Language should follow this grammar:
grammar ExcelFormulaTest;
formula: '=' expression;
expression:
variable
| value
| function
| '(' expression ')'
| '-' expression
| expression '%'
| expression '^' expression
| expression ('*' | '/') expression
| expression ('+' | '-') expression
| expression '&' expression
| expression comparison expression
;
comparison:
'='
| '<'
| '>'
| '<='
| '>='
| '<>'
;
function:
function_name '(' expression (',' expression)* ')'
;
variable:
'A1'
| 'B1'
| 'C1'
| 'A2'
| 'A3'
;
value:
NUMBER
| BOOLEAN
| STRING
;
function_name:
'ABS'
| 'AVG'
| 'IF'
;
NAME: [a-zA-Z0-9_]+;
STRING: '"' ('""' | '\r' | '\n' | '\r\n' | '_' | ~'"')*? '"';
NUMBER: [0-9]+ ('.' [0-9]+)?;
BOOLEAN: 'TRUE' | 'FALSE';
WS: [ \t\r\n]+ -> skip;
NEWLINE: [\r\n]+ -> skip;
The formula parser is the piece of code that will rip apart the different tokens of a given formula, and create the appropriate calculation tree.

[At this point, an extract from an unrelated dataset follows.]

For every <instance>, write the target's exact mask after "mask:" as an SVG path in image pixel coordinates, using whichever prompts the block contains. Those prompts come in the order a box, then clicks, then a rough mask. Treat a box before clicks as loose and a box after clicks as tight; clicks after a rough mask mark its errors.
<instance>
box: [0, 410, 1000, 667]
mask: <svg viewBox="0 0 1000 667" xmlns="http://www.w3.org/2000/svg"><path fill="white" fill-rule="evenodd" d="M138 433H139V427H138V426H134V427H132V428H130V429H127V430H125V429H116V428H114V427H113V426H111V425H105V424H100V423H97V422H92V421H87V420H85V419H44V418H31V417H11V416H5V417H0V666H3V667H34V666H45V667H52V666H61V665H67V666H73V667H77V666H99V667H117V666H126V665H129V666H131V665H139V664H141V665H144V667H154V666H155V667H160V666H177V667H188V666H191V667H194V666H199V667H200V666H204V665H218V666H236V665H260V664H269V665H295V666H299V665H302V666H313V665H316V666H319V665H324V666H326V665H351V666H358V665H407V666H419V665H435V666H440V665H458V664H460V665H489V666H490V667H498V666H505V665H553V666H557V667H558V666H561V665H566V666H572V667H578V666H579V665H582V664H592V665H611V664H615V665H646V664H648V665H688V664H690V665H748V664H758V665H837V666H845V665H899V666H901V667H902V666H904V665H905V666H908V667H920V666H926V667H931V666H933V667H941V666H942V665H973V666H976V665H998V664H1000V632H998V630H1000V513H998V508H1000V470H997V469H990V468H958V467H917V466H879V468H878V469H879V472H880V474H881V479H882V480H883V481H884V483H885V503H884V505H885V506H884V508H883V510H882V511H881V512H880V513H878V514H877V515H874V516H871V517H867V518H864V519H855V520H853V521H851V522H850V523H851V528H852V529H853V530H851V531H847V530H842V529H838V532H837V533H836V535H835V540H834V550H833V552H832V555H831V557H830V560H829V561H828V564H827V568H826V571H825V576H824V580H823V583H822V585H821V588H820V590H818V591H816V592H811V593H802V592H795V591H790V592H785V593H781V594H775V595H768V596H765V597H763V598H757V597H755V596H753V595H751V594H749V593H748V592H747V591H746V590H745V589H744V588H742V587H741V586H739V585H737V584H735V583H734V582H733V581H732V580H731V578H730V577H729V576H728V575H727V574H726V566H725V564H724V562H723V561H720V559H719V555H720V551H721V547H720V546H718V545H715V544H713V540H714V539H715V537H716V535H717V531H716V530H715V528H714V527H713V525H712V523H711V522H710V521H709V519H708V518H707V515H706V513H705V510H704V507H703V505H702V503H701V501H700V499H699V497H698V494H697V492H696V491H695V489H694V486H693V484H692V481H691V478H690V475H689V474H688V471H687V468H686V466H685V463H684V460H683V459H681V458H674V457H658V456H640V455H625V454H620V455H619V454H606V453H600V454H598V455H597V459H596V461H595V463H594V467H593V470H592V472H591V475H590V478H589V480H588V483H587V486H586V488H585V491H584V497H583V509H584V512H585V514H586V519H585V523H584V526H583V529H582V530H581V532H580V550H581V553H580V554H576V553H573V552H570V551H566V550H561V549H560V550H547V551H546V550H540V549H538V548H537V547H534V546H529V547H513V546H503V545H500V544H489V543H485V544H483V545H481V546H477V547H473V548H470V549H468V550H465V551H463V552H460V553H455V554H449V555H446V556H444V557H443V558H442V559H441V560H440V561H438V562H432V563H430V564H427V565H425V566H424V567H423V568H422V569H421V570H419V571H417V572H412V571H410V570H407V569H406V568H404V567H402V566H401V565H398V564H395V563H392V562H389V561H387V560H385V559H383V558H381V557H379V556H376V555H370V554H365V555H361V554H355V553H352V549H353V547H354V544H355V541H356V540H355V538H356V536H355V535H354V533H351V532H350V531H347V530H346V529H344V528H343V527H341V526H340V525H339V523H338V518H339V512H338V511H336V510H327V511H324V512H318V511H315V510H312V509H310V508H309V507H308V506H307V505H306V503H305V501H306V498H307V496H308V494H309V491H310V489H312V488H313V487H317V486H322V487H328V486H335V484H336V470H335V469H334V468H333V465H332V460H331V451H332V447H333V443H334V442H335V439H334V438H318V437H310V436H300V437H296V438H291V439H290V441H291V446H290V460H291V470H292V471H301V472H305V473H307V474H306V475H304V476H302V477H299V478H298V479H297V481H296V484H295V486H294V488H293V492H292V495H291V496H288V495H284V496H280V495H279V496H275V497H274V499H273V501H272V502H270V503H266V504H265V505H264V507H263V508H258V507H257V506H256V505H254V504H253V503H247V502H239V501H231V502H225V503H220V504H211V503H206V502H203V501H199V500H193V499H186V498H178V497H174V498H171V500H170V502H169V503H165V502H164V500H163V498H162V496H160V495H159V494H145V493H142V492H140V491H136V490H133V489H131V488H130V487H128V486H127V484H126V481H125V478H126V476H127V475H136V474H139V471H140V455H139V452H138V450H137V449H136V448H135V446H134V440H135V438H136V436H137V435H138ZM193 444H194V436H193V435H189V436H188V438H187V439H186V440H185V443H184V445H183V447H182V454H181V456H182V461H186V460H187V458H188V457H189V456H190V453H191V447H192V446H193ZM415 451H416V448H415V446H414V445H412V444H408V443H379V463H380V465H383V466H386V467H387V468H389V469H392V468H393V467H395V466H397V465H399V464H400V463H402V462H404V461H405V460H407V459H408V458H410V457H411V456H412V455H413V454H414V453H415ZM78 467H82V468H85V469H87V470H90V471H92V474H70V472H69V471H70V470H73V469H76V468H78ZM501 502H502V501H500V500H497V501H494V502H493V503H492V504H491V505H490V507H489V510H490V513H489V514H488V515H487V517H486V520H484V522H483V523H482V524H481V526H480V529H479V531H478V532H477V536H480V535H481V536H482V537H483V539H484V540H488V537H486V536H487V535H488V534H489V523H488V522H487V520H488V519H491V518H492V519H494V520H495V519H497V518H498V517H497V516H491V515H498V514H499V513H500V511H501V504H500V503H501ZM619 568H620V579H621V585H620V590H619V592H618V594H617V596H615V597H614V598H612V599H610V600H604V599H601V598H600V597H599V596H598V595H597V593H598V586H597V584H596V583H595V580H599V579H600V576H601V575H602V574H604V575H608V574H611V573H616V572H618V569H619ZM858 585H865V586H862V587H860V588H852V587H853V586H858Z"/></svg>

Its job will be divided in 2 parts detailed below.
1 - Token recognition
Based on the lists of all operators, all functions and the input context (specifically the identifiers of the input context), the formula will be separated as tokens, using pattern recognition.
In that part, if the token recognition doesn't succeed, that means the given formula is incorrect, and an error must therefore be thrown at the user.
2 - Priority definition
Then, with the help of the priority level of each operator and function, the calculation tree will be put up in memory, and each node will correspond to one of the previously parsed tokens.
This part should not fail in any case, as it doesn't depend on the user input.